Building on Man on Man’s strong self-titled debut released in 2021, Provincetown returns to their heavy pop sound situated between Faith No More and Imperial Teen. An immediate comparison is the solo work of Bob Mould, though the music of Man on Man (jokingly abbreviated as M.O.M.) is often warmer and happier. On their preceding LP Man on Man, tracks like the opener “Stohner” and “Daddy” established a deliberate hard rock pacing akin to bands like Foo Fighters. Meanwhile, later songs on the album, like “Lover” and “Kamikaze”, became softer, incorporating piano and strings into their sound to achieve a more vulnerable effect. Lyrically, the album addressed gay male love and relationships in all their different forms, whether separation (“Beach House”), commitment (“Two at a Time”), or blowjobs (“1983”).
Provincetown elaborates these themes and pop songcraft with even more flair. If Man on Man was a Covid album with a certain level of introspection that reflected the uncertainty of that time, Provincetown wants to get out and party. Provincetown, the historic summer mecca for many in the gay community, provides an emblem for this attitude. As before, Man on Man display an easy capacity for writing hook-laden pop rock.

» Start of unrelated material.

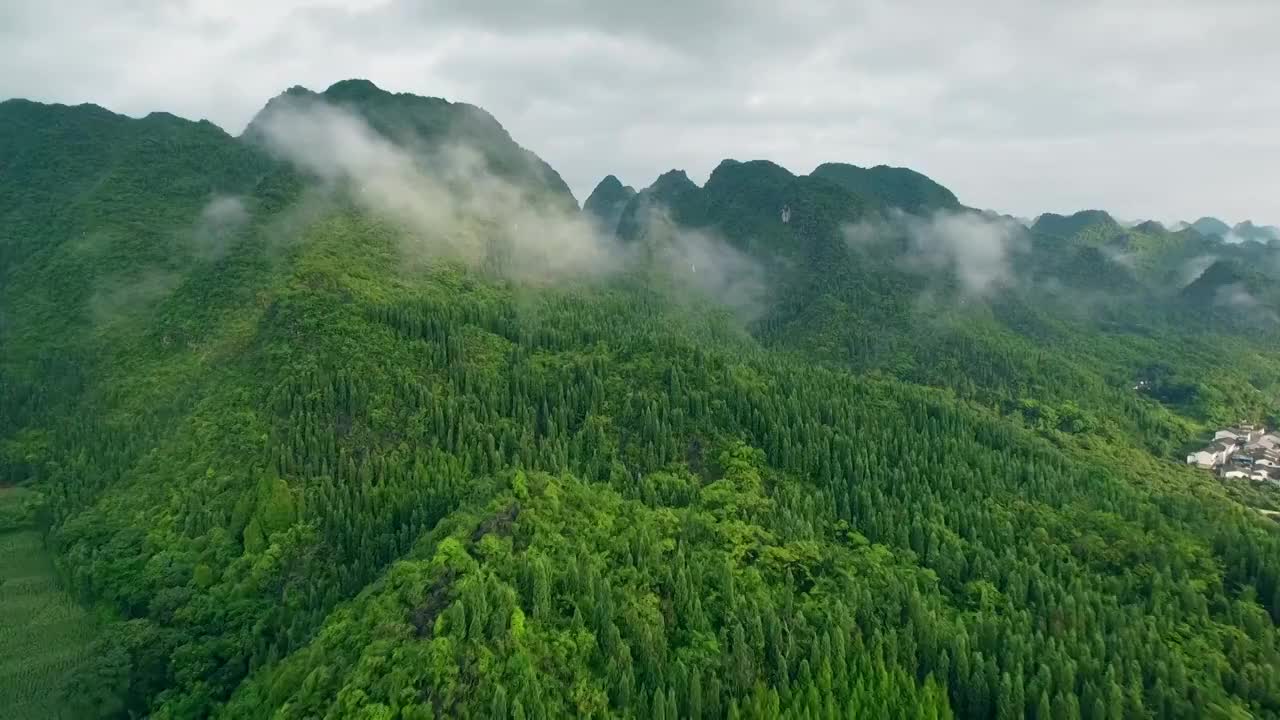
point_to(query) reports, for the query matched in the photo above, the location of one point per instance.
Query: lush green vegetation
(310, 479)
(44, 633)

The album opener, “Take It From Me”, has a 1980s rock vibe followed by the indie rock sound of “Showgirls”, which would find a place on an LP by Superchunk or Hypnolovewheel circa Altered States (1993). The hard-driving “Gloryhole” has appealing anthemic energy with its dense wall of guitars and vocals buried in the mix. Stand-out tracks also include the sparkling “Haute Couture”, which has a strutting, spoken-word sing-along quality, and the LP’s closer “Hush”, a six-minute mini-epic including J Mascis guesting on guitar.
Though Bottum and Holman are clearly enjoying themselves, there is unavoidably a politics to this release. Musicians who identify as LGBTQ+ are nothing new today, though, listening to Provincetown, it is important to recognize generational differences. Man on Man reflects an older Boomer/Gen X perspective that witnessed the devastation of HIV/AIDS, in addition to experiencing the discrimination of the Reagan period when coming out carried palpable risks. Today’s climate is not universally better, just different. In many ways, the gains achieved over the past several decades appear to be slipping, whether through legislation, harassment, or open violence, such as with the Pulse nightclub massacre in Orlando, Florida, in 2016.

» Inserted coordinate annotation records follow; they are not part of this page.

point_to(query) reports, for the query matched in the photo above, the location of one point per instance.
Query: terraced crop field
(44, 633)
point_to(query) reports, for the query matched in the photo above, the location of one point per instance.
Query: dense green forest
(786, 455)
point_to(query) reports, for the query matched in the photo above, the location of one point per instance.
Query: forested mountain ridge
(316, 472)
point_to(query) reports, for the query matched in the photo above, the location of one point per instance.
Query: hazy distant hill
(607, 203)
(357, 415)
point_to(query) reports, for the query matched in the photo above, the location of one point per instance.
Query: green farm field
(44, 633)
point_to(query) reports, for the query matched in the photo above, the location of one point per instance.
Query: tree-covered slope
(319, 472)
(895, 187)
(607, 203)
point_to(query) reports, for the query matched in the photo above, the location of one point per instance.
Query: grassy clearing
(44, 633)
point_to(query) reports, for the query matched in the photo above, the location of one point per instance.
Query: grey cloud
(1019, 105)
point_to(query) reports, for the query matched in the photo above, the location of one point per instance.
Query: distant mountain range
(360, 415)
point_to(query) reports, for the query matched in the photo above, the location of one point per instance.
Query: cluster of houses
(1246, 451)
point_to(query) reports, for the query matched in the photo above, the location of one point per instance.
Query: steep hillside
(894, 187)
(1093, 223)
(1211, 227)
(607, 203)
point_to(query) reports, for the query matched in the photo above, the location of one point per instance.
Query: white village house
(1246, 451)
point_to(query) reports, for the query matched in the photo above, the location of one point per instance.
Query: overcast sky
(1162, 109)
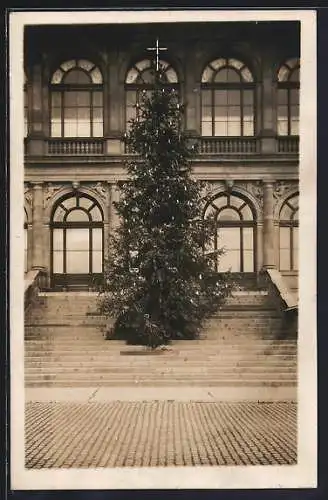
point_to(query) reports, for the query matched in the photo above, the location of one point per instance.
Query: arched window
(25, 241)
(288, 98)
(77, 236)
(25, 107)
(227, 99)
(235, 222)
(76, 93)
(140, 78)
(288, 235)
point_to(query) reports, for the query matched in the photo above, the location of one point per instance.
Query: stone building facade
(239, 83)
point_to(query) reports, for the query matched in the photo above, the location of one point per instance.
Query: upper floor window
(227, 99)
(140, 78)
(288, 98)
(76, 94)
(288, 234)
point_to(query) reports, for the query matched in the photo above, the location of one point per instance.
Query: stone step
(94, 377)
(175, 371)
(99, 358)
(164, 383)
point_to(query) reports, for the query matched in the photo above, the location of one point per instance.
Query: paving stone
(159, 433)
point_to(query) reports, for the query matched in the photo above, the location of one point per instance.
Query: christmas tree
(159, 284)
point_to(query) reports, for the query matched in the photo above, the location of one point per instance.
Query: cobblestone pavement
(159, 433)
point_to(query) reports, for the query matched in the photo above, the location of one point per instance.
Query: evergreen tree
(158, 283)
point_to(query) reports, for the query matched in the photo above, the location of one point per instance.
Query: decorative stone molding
(281, 188)
(101, 188)
(210, 189)
(28, 195)
(254, 188)
(49, 191)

Man on Man don’t address these issues explicitly. Still, Bottum and Holman are intent on creating a space for queerness and openly gay love in the rock community, which remains decidedly heteronormative. They also recognize the need to cede ground to younger gay musicians and activists. The track “Kids” acknowledges this intergenerational transition, with Bottum singing, “I don’t get the references / But I get the message” and later in the chorus, “Take a minute to listen to kids / ‘Cause the grownups are kind of a letdown.”

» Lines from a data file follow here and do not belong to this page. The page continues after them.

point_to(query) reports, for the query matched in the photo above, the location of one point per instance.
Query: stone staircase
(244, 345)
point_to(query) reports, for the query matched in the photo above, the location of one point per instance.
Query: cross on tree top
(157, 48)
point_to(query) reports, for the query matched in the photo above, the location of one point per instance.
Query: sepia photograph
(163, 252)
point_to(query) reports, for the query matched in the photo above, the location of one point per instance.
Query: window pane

However, none of this would have any significant meaning or impact if the songcraft weren’t exceptional. Man on Man excel at delivering pop hooks in various ways across rock genres, and with ten tracks at 42 minutes, there is plenty of playful joy on Provincetown. Given the LP’s title and content, one could apply Adrienne Rich’s argument from “Notes Toward a Politics of Location” (1984) to this kind of release. But perhaps this is too serious a reference. Bottum and Holman have a sense of humor and want to have fun and share it. That’s ultimately their bottom line.